2014 Starts Out More Expensive Than 2013
The price of a gallon of gasoline remained fairly flat during the past, on a nationwide level, according to the latest weekly survey from the U.S. Energy Information Administration. The EIA report shows the average price of a gallon of unleaded is just under $3.33 per gallon, although as a practical measure, the price of fuel stayed pretty much the same from one week to the next.
However, regional price shifts tell a radically different story, with some areas paying several cents more per gallon and others paying a few cents less.
Midwest and Rockies Endure Price Increases, Particularly Year Over Year
The cost of driving did get a little more expensive for people living in the Midwest and Rocky Mountain states, with the price of fuel going up about 3¢ per gallon in both regions, underscoring the pricing volatility that can be experienced from one region to the next and on a nearly daily basis.
The Midwest, for instance, has suffered wild pricing swings over the past month that have made budgeting for gasoline difficult for most drivers. Stations are charging, on average, about $3.25 per gallon across the Midwest, which is about where prices were two weeks ago.
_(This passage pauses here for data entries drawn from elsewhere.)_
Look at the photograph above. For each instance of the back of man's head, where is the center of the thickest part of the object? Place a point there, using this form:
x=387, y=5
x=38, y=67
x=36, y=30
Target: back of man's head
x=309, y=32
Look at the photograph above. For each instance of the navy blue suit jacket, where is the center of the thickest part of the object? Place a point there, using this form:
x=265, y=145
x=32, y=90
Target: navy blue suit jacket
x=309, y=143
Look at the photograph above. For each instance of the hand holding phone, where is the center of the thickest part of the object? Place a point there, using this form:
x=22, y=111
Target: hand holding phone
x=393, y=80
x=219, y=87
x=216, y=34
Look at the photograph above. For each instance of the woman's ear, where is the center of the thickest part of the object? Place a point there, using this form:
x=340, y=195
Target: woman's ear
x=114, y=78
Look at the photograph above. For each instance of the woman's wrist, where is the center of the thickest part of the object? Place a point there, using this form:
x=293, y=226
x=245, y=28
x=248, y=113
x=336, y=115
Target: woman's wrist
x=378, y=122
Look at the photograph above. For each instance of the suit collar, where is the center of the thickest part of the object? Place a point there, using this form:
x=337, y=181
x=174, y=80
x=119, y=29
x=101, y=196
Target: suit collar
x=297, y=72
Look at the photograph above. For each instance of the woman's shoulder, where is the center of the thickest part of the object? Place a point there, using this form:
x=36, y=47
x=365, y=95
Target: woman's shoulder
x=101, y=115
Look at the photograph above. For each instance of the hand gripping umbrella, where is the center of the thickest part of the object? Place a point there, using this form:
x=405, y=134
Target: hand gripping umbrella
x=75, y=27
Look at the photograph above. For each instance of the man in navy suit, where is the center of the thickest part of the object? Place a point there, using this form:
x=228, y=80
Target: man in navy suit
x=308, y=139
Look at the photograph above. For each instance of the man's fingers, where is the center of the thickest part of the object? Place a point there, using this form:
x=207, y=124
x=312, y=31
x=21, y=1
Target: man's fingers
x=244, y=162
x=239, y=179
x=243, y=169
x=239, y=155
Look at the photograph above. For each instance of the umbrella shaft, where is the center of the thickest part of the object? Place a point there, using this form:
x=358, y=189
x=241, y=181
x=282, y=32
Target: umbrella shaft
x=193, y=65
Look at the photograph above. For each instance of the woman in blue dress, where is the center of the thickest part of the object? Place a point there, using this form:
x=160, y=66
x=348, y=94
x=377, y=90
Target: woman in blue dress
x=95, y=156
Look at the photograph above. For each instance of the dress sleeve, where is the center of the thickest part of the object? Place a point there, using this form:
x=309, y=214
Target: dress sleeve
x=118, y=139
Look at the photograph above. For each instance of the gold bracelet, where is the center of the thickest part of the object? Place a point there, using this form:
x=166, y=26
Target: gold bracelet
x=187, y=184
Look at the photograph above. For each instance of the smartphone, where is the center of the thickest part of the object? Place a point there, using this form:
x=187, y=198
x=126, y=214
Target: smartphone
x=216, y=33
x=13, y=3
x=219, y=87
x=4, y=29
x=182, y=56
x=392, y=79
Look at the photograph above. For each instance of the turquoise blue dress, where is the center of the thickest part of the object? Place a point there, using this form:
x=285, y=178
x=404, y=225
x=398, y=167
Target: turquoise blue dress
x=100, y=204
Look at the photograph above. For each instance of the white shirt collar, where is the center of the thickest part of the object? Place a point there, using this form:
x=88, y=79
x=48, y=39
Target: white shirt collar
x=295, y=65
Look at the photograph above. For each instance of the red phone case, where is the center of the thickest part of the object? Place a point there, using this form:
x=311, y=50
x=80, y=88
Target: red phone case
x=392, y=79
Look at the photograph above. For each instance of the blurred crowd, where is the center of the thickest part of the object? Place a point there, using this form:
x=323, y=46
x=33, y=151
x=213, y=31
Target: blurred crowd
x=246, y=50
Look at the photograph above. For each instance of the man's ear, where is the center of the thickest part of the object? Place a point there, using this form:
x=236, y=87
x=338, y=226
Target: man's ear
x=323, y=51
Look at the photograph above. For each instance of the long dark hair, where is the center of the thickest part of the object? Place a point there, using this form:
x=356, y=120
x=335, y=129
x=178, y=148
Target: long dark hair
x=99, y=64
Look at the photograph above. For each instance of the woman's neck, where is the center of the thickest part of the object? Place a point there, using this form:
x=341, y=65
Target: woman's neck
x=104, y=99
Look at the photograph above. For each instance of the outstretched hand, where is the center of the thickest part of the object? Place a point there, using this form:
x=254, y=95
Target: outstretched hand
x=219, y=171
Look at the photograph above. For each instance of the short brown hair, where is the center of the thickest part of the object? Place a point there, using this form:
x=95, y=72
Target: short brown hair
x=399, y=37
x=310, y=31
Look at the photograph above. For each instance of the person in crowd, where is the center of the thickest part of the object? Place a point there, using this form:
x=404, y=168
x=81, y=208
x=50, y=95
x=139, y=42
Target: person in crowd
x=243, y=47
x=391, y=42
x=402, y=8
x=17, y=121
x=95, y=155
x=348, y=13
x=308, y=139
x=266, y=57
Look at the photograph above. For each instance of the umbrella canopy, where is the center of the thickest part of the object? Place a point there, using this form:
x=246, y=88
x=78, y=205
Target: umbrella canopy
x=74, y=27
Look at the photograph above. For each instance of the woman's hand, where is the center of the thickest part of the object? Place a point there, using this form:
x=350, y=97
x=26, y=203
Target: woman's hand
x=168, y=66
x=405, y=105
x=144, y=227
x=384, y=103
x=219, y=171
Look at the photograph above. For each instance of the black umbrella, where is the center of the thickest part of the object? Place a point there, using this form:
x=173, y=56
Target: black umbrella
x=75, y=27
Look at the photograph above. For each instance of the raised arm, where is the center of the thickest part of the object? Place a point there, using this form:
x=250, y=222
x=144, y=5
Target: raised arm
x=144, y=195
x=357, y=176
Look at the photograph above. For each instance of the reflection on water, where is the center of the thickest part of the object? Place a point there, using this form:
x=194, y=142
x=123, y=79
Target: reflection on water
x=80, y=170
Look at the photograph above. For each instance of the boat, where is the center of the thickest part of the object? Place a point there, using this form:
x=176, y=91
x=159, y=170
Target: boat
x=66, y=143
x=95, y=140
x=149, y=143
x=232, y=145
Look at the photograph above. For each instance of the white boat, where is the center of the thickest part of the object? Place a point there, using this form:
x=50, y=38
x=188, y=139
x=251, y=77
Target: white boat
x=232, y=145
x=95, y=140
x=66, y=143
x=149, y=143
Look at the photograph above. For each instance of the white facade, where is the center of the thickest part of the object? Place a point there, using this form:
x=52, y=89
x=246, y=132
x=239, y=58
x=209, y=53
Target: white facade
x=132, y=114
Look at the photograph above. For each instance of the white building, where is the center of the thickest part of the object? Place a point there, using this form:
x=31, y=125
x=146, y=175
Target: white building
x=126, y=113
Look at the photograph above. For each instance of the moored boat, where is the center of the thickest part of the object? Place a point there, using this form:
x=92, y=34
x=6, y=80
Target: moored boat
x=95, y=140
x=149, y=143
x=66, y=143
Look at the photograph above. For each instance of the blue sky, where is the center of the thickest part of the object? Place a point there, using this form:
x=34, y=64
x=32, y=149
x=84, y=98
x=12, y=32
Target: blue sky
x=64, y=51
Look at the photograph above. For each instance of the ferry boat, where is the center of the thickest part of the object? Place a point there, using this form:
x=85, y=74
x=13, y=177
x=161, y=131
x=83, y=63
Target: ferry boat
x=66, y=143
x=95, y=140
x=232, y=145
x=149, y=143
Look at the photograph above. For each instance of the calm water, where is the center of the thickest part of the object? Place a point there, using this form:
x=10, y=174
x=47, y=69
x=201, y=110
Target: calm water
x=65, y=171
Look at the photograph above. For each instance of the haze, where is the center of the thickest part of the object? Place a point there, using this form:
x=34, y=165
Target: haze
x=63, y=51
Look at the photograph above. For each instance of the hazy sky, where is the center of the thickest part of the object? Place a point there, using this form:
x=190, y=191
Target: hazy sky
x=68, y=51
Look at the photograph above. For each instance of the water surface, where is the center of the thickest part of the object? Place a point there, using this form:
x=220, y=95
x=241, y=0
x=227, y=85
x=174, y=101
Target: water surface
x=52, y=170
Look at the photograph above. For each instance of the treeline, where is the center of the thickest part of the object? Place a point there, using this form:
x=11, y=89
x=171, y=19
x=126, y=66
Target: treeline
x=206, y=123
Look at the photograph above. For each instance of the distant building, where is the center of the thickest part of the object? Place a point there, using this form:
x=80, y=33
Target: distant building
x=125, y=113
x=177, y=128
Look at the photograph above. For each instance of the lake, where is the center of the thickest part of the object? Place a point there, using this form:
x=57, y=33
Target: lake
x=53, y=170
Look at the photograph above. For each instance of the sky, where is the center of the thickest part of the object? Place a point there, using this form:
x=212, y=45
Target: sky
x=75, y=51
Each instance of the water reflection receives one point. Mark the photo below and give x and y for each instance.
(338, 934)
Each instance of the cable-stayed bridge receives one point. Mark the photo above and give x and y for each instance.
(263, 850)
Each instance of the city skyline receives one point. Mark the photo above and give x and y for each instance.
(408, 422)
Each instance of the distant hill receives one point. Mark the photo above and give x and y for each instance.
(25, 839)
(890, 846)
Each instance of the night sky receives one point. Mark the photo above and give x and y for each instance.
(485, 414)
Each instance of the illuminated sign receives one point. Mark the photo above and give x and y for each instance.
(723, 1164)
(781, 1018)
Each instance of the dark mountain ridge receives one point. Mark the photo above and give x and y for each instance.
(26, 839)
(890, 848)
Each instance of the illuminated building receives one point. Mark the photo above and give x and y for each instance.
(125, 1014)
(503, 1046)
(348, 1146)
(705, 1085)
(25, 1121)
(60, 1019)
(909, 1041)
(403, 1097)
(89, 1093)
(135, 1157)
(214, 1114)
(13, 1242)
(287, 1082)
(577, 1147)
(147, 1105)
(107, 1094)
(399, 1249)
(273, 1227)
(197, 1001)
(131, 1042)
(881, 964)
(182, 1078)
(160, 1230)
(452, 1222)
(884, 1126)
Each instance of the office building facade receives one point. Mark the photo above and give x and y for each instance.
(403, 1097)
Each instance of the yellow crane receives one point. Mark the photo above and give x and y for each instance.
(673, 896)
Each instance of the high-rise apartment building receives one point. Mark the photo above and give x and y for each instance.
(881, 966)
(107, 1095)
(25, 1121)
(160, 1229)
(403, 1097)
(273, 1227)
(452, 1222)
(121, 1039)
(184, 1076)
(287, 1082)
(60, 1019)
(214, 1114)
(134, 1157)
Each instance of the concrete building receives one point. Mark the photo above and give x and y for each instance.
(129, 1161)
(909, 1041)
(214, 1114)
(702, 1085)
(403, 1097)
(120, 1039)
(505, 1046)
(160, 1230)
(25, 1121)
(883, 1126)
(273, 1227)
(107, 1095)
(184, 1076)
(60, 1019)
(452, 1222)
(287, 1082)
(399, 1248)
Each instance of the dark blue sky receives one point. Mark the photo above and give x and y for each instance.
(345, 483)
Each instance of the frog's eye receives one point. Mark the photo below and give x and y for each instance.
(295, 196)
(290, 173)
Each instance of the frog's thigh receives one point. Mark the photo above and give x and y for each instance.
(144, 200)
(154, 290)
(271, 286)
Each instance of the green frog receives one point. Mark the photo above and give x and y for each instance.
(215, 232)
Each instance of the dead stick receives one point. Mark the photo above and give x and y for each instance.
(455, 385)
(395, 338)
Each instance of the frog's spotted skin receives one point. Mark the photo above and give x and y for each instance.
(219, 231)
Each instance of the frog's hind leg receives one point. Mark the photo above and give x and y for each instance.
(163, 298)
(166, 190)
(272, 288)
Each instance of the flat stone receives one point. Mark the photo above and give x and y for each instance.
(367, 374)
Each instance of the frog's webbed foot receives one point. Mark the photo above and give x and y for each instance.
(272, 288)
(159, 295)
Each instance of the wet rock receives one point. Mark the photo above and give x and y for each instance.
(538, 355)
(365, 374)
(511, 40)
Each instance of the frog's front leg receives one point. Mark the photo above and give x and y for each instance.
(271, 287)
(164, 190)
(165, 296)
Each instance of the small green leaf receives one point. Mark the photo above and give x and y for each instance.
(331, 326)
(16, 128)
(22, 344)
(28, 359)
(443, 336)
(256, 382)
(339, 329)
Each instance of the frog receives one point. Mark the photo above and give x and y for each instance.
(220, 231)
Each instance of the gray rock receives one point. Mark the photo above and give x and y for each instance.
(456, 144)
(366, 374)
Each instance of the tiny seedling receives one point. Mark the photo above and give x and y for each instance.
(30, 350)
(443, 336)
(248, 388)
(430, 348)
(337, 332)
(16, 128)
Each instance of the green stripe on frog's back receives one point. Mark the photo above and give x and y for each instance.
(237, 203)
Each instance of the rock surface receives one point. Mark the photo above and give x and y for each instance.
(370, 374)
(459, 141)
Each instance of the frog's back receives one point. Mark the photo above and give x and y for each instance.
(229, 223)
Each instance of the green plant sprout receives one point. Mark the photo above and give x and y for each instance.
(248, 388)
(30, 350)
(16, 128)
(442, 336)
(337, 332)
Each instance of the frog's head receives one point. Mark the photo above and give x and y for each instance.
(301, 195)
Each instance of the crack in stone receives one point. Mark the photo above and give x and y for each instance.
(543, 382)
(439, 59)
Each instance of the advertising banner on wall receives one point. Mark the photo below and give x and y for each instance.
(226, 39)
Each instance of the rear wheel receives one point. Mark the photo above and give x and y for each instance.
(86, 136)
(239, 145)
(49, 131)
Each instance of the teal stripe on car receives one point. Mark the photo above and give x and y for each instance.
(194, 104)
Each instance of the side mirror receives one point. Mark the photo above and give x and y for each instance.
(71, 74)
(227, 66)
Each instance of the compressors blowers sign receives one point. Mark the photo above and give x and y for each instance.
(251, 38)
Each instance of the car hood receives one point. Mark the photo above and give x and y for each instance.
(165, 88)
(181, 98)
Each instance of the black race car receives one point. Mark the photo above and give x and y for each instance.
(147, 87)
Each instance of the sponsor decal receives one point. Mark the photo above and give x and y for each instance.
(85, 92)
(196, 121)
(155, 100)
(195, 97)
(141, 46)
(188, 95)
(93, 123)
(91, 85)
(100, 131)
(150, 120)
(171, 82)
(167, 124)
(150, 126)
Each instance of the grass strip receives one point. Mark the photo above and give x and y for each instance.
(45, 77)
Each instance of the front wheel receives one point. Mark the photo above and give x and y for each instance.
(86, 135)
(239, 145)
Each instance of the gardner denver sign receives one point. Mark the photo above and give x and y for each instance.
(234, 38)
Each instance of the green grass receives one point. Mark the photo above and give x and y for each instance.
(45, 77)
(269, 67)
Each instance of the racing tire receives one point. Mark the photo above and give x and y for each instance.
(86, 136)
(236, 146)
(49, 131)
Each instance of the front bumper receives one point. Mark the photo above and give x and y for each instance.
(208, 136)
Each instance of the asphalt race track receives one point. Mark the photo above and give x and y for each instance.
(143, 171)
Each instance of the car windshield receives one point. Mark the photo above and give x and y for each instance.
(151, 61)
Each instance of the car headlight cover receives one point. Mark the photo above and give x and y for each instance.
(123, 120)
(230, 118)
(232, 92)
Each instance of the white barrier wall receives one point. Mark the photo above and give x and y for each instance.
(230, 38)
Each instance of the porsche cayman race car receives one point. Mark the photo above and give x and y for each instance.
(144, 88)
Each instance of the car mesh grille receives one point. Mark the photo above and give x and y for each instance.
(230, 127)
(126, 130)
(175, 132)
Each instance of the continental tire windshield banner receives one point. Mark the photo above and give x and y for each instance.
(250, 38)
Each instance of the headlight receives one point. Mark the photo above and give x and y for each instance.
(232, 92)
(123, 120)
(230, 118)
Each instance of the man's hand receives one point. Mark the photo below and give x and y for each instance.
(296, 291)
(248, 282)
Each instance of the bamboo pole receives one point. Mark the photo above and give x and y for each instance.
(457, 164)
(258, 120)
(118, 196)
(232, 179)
After a one-week respite, Midwesterners are paying almost as much as they were at the end of December, when sudden week-over-week inflation brought the price of gas in the heartland to fresh highs for 2013.
Indeed, with the recent spate of price swings in the Midwest, drivers across the region are paying about 10¢ per gallon more than at this time last year. However, that number is not nearly as severe as those living in the Rocky Mountain states.
The average price of gas across states like Idaho, Montana and Colorado may be less than in the Midwest, at $3.15 per gallon, but that figure is over 28¢ per gallon higher than January 2013. While most of the rest of the nation is paying about 2¢ to 3¢ more per gallon this year, the Midwest and Rockies have been hit hardest by the year-over-year price increases.
EIA Predicts Strong Crude Supply Will Bring Prices Down
The Energy Information Adminstration continues to forecast lower prices through 2014, however, despite the rocky start to the year. Typically, gas prices do begin a calendar year slightly higher because refineries are holding back on new inventories to avoid year-end taxes they would have to pay on stored supplies.
Prices generally fall through January and into the start of February. But the EIA is predicting prices will continue declining through 2014 and, potentially, 2015, with a strong domestic crude oil supply bolstering import supplies.
The weekly petroleum summary from the government forecasts domestic crude oil production to reach levels that have not been seen since the Nixon Administration.
“EIA projects crude oil production to average 8.5 million bbl/d in 2014 and 9.3 million bbl/d in 2015, which would be the highest annual rate of crude oil production since 1972,” the agency has reported. “Production from tight oil formations in Texas, North Dakota, and a handful of other states has driven total crude oil production growth for the past four years. Development activity in these key onshore basins and increasing productivity as companies learn how to apply hydraulic fracturing techniques more effectively and efficiently are central to [the] Short-term Energy Outlook forecast.”
Crude Futures Mixed Overseas And Domestically
The EIA report has had little impact on crude futures markets, which have responded in recent months to political unrest in Libya and Syria, driving the cost of Brent Light Sweet Crude higher. Potential resolutions to the Iranian nuclear refinement programs has kept pricing pressure at bay, however, with the potential for new supplies fairly good, if negotiations go well. New talks between world powers and Tehran are expected to continue in Geneva next month.
The political unrest that has kept Libya’s crude production low, at about 300,000 barrels per day, has finally begun to ease. That has helped production double to about 600,000 bbl/d in the past couple weeks, but that level is about half the production that was being output in July 2013.
Prices of West Texas Intermediate augur the best potential for lower gas prices in the immediate future, at least for North America. WTI had spiked in December, closing over $100 per barrel, but prices for February delivery have fallen considerably in the past week, closing Monday at $91.54 per barrel.